Das Netz versteht mich
01.08.2007
Wenn Unternehmen nicht heute beginnen, Strategien für den effizienten Umgang mit der Ressource Wissen zu entwickeln, können sie morgen nicht wettbewerbsfähig bleiben. Web 2.0 und Semantic Web sind - mehr als nur neue Schlagwörter - Vision, Konzept und Programm für die nächste Generation des Internets, den Umgang mit Information und nicht zuletzt den Usern.
von Marion Fugléwicz-Bren
Stellen Sie sich folgendes Szenario vor: Herr Maier ist Projektmanager in einem multinationalen Konzern. Er arbeitet zusammen mit zwei weiteren Großkonzernen, fünfzehn kleineren Firmen und einem breiten Netzwerk selbständiger Spezialisten an einem bahnbrechenden Rettet-das-Weltklima-Projekt: Es geht um eine Technologie zur Reduktion von Treibhausgasen. Eine politische Gipfelkonferenz hat soeben die gesamten Rahmenbedingungen des Projekts gehörig ins Wanken gebracht. Und in der real time economy erwarten seine Projektpartner, Investoren und nicht zuletzt sein Chef schnelle und sichere Antworten. Das erfordert nicht nur umfangreiche Recherchen, sondern darüber hinaus auch noch enge virtuelle Zusammenarbeit über mehrere Zeitzonen und Fachdisziplinen hinweg.

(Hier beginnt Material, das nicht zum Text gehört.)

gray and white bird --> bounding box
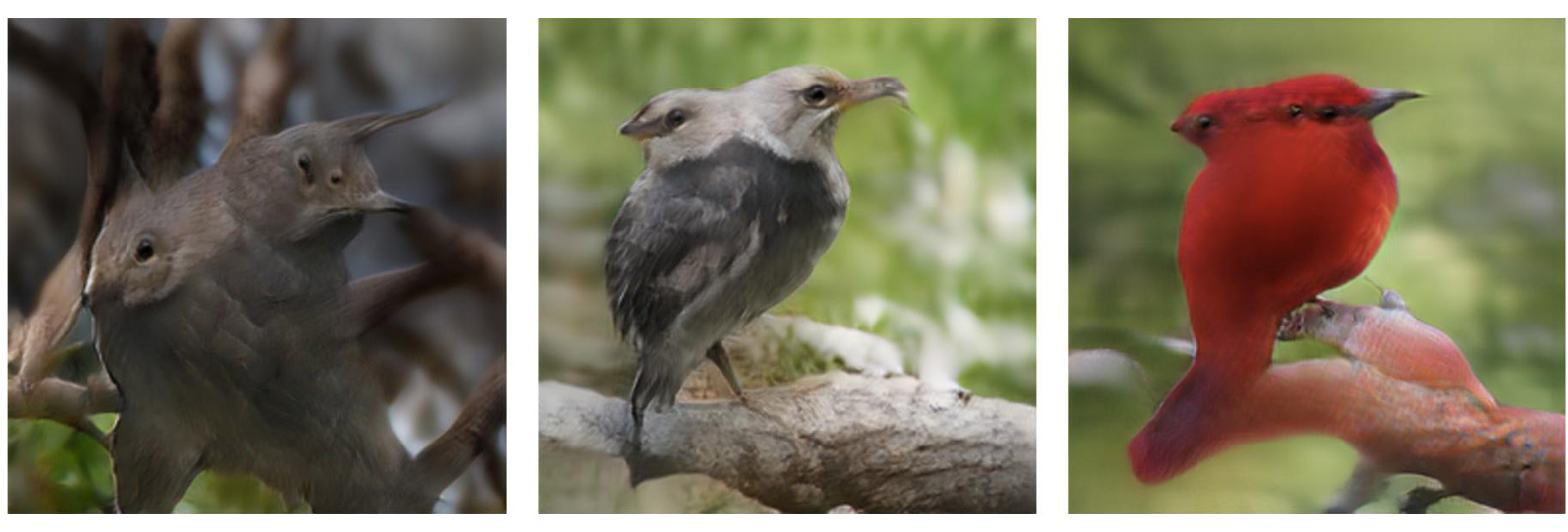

Genau hier setzt das neue Nachfolge-Konzept für das Internet an, das seit einiger Zeit durch die Medien geistert: Semantic Web. Semantik ist die Lehre von der Bedeutung sprachlicher Zeichen. Und das Semantic Web wird von seinem Hauptprotagonisten, dem WWW-Erfinder Tim Berners-Lee, als weltumspannendes Datennetz dargestellt. Mit seiner Hilfe sollen Computer lernen, ihren Anwendern die Suche zu erleichtern – etwa indem die Maschinen Inhalte von Webseiten „verstehen“, um sie abzugleichen und automatisiert Schlüsse zu ziehen.
Science Fiction? Ganz und gar nicht.
Unser Herr Maier braucht nun für sein Projekt eine Menge an Information – seine Entscheidungen sind bindend. Von seiner Expertise hängt der Projekterfolg ab. Wo kann er nun relevante Informationen für sein Projekt finden? Wie verlässlich sind diese Informationen? Im Unternehmenskontext ist jede Information kritisch. Welcher Experte weiß was - und wo in der realen oder virtuellen Welt sitzt er? Ist Herr Maier am letzten Stand der Entwicklung? Wo gibt es vergleichbare Projekte? Wer arbeitet zum selben Thema? Die Fragestellungen sind komplex, die Zeit ist knapp.
Aufgrund eines Wiki-Eintrags (Systeme, in denen Kollegen ihr Fachwissen weitergeben, Anm. d. Red.) erfährt Herr Maier von einer sehr wichtigen Entscheidung. Durch den Hinweis auf das Weblog eines Kollegen werden Details dazu ausgeführt. Ein Blick in die Yellow Pages gibt Aufschluss über die Adresse eines anderen Kollegen, spannende Neuigkeiten inhaltlicher Natur erfährt Herr Maier noch durch Social Bookmarks (Internet-Lesezeichen, die in einem Netz - Internet oder Intranet - mit Hilfe einer Browser-Oberfläche von verschiedenen Benutzern durch gemeinschaftliches Indizieren erschlossen und mittels eines RSS-Feeds bereitgestellt werden). All das dauert nicht länger als eine halbe Stunde.